# Office christmas party



## Bob Hubbard (Dec 11, 2009)

*OFFICE CHRISTMAS PARTY*​December 1 
TO: ALL EMPLOYEES 
I'm happy to inform you that the company Christmas Party will take place on December 23rd at Luigi's Open Pit Barbecue. There will be lots of spiked eggnog and a small band playing traditional carols...feel free to sing along. And don't be surprised if our CEO shows up dressed as Santa Claus to light the Christmas tree! Exchange of gifts among employees can be done at that time; however, no gift should be over $10. Merry Christmas to you and your family.​ Patty Lewis
Human Resources Director​ ---------------------------------------------- 
December 2nd 
 TO: ALL EMPLOYEES 
In no way was yesterday's memo intended to exclude our Jewish employees.  We recognize that, Hanukkah is an important holiday that often coincides with Christmas (though unfortunately not this year). However, from now on we're calling it our "Holiday Party." The same policy applies to employees who are celebrating Kwanzaa at this time. There will be no Christmas tree and no Christmas carols sung. Happy Holidays to you and your family.​ Patty Lewis
Human Resources Director​ ---------------------------------------------- 
December 3rd 
 TO: ALL EMPLOYEES 
Regarding the anonymous note I received from a member of Alcoholics Anonymous requesting a non-drinking table, I'm happy to accommodate this request, but, don't forget, if I put a sign on the table that reads, "AA Only," you won't be anonymous anymore. In addition, forget about the gifts exchange-no gifts will be allowed since the union members feel that $10 is too much money.​ Patty Lewis
Human Researchers Director​ ---------------------------------------------- 
December 7th 
 TO: ALL EMPLOYEES 
I've arranged for members of Overeaters Anonymous to sit farthest from the dessert buffet and pregnant women closest to the restrooms. Gays are allowed to sit with each other. Lesbians do not have to sit with the gay men; each will have their table. Yes, there will be a flower arrangement for the gay men's table. Happy now?​ Patty Lewis
Human Racehorses Director​ ---------------------------------------------- 
December 9th 
 TO: ALL EMPLOYEES 
People! People!  Nothing sinister was intended by wanting our CEO to play Santa Claus! Even if the anagram of "Santa" does happen to be "Satan," there is no evil connotation to our own "little man in a red suit." ​ Patty Lewis
Human Ratraces​ ---------------------------------------------- 
December 10th 
 TO: ALL EMPLOYEES 
Vegetarians!  I've had it with you people!! We're going to hold this party at Luigi's Open Pit whether you like it or not, you can just sit at the table farthest from the "grill of death," as you put it, and you'll get salad bar only, including hydroponic tomatoes. But, you know, tomatoes have feelings, too. They scream when you slice them. I've heard them scream. I'm hearing them right now...Ha! I hope you all have a rotten holiday! Drive drunk and die, you hear me?​ The ***** from Hell​ ---------------------------------------------- 
December 14th 
 TO: ALL EMPLOYEES 
I'm sure I speak for all of us in wishing Patty Lewis a speedy recovery from her stress-related illness. I'll continue to forward your cards to her at the sanitarium. In the meantime, management has decided to cancel our Holiday Party and give everyone the afternoon of 
the 23rd off with full pay.​ Happy Holidays! 
Terri Bishop
Acting Human Resources Director​


----------



## TKDHomeSchooler (Dec 12, 2009)

I think I know Patty, lol


----------



## MA-Caver (Dec 12, 2009)

See what the hell our world has come to?? 

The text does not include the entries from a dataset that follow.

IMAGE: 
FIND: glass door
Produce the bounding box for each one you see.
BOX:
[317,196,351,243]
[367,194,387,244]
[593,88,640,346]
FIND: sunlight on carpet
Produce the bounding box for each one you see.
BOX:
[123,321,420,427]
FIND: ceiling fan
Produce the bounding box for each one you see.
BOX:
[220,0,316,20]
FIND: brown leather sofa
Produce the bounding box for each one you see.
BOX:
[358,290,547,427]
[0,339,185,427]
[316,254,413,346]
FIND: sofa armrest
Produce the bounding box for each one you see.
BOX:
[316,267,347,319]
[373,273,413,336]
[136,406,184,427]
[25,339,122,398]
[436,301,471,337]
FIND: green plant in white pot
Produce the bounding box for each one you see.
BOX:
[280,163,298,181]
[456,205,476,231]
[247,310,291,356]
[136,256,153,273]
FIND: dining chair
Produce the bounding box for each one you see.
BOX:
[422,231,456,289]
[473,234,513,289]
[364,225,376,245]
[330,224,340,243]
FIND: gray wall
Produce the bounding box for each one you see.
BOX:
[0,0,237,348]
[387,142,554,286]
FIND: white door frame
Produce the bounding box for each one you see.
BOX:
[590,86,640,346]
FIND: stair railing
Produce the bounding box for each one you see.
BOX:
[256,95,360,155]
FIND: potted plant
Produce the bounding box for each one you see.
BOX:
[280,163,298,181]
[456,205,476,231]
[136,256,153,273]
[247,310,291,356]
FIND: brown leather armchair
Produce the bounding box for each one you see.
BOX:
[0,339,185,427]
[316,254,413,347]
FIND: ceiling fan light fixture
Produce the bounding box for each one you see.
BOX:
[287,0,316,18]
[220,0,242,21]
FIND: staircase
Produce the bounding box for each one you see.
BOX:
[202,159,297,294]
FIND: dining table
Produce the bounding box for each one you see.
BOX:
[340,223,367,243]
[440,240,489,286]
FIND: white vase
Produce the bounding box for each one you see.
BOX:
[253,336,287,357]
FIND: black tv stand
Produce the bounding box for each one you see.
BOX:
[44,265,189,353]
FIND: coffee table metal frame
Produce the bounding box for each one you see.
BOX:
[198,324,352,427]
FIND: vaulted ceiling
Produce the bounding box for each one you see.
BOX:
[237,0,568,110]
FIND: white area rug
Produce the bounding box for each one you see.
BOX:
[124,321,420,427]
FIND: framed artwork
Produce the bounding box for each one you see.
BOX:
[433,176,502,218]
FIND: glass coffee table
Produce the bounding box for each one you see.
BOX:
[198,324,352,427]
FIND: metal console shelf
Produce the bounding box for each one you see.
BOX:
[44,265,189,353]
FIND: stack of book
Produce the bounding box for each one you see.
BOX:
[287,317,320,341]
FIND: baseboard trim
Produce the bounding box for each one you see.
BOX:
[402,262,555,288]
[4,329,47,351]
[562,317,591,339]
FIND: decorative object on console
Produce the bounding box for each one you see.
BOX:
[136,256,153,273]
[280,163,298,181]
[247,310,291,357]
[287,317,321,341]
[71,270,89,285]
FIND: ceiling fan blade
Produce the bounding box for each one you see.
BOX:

Gimme the good ole days when bigots were bigots and people laughed at Archie Bunker.


----------



## TKDHomeSchooler (Dec 12, 2009)

MA-Caver said:


> Gimme the good ole days when bigots were bigots and people laughed at Archie Bunker.



Those were the days...  (Read in Archie's NY accent).


----------



## xfighter88 (Dec 13, 2009)

on a related note has anyone seen the south park episode about the non offensive christmas?


----------



## Cryozombie (Dec 13, 2009)

MA-Caver said:


> See what the hell our world has come to??
> 
> Gimme the good ole days when bigots were bigots and people laughed at Archie Bunker.


 
Thanks to the Interwebz I can still laugh at Archie Bunker.


----------